Relative clauses Interrogative forms act as relativizers and keep case marking inside the relative clause.

Common clause patterns include:

AGENT-el PATIENT-es VERB-'er
PATIENT-es VERB-'er
TIME CLAUSE
CLAUSE ASPECT

Because Early Hick also supports poetic and discourse-driven movement, examples in artifacts may place tense, aspect, or directional phrases at either clause edge. Case marking and verbal marking remain the main guides to interpretation.
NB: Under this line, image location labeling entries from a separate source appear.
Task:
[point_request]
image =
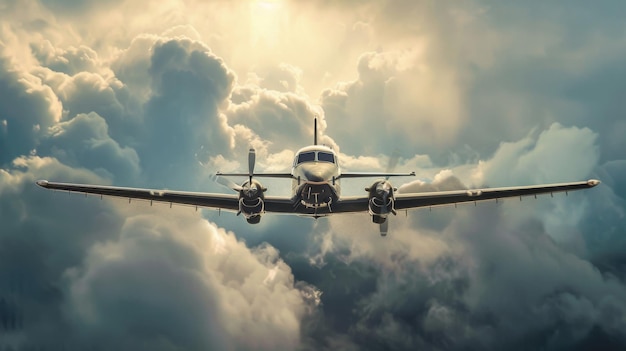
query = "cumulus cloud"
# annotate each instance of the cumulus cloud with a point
(88, 96)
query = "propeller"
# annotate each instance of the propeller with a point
(234, 186)
(251, 161)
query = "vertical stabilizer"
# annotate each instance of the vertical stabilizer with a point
(315, 131)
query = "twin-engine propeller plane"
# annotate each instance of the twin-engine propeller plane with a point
(315, 178)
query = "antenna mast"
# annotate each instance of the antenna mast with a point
(315, 131)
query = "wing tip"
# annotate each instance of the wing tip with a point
(593, 182)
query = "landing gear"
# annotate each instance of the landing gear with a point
(378, 219)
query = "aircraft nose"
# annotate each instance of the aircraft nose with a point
(315, 175)
(319, 173)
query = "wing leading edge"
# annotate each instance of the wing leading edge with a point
(416, 200)
(221, 201)
(349, 204)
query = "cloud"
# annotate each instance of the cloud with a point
(471, 94)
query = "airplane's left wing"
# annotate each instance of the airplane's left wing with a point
(209, 200)
(408, 201)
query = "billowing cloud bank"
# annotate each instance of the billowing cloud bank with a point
(470, 94)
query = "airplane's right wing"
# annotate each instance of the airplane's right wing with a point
(416, 200)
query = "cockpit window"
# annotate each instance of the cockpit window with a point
(306, 157)
(326, 157)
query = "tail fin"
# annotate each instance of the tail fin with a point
(315, 131)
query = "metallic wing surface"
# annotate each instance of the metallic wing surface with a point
(348, 204)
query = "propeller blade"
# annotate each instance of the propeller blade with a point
(251, 161)
(227, 183)
(384, 226)
(393, 162)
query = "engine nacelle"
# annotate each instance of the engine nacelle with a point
(381, 200)
(251, 201)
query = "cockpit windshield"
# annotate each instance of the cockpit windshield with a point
(326, 157)
(306, 157)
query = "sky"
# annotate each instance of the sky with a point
(162, 94)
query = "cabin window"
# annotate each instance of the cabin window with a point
(326, 157)
(306, 157)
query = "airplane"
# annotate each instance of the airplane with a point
(316, 191)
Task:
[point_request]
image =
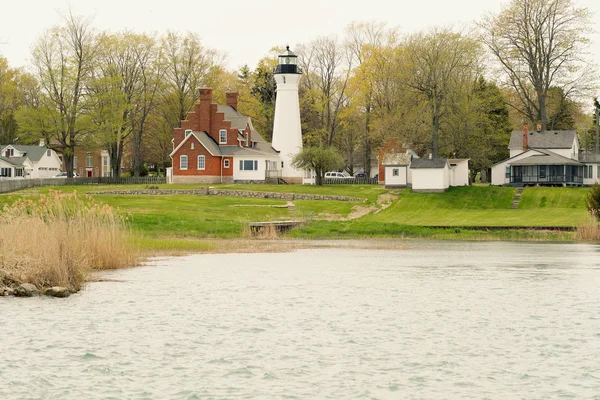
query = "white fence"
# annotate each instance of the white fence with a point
(11, 185)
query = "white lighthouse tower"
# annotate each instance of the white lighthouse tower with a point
(287, 132)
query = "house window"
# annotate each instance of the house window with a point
(248, 165)
(183, 162)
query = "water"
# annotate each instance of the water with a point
(437, 320)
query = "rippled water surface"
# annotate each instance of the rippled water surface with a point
(437, 320)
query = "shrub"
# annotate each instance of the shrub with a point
(593, 201)
(59, 239)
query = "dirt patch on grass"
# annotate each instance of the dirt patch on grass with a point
(383, 201)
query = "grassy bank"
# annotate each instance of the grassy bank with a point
(180, 223)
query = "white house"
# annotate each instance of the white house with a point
(17, 161)
(545, 158)
(430, 174)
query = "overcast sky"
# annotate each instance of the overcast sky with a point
(244, 30)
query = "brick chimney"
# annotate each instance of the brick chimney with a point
(203, 110)
(232, 99)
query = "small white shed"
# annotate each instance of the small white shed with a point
(459, 171)
(430, 174)
(397, 172)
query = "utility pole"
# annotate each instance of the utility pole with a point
(597, 110)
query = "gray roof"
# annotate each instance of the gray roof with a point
(35, 153)
(208, 142)
(238, 120)
(428, 163)
(589, 157)
(16, 161)
(543, 140)
(396, 159)
(263, 148)
(546, 158)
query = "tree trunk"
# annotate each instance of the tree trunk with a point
(543, 113)
(137, 150)
(436, 129)
(68, 160)
(367, 150)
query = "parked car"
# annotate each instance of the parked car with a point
(64, 175)
(336, 175)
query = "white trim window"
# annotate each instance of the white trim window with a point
(248, 165)
(182, 162)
Early Hick preserves regional variation and several visible layers of grammaticalization. The full reference notes are in Dialects and Development Notes.

Key points:

  • Inland dialects preserve conservative or fossilized forms such as -iter beside standard -imris and -itar.
  • Major case suffixes derive from older lexical or postpositional material, but their productive Early Hick behavior is described synchronically in the grammar sections.
  • Demonstratives combine inherited Hickic material with native renewal and maritime contact forms.
  • Imperatives, modal constructions, comparative markers, and possession all preserve older discourse or lexical patterns in grammatical form.

These notes explain why some fossilized words do not behave like fully productive Early Hick morphology, and they should not be used as beginner-facing rules without checking the main grammar sections first.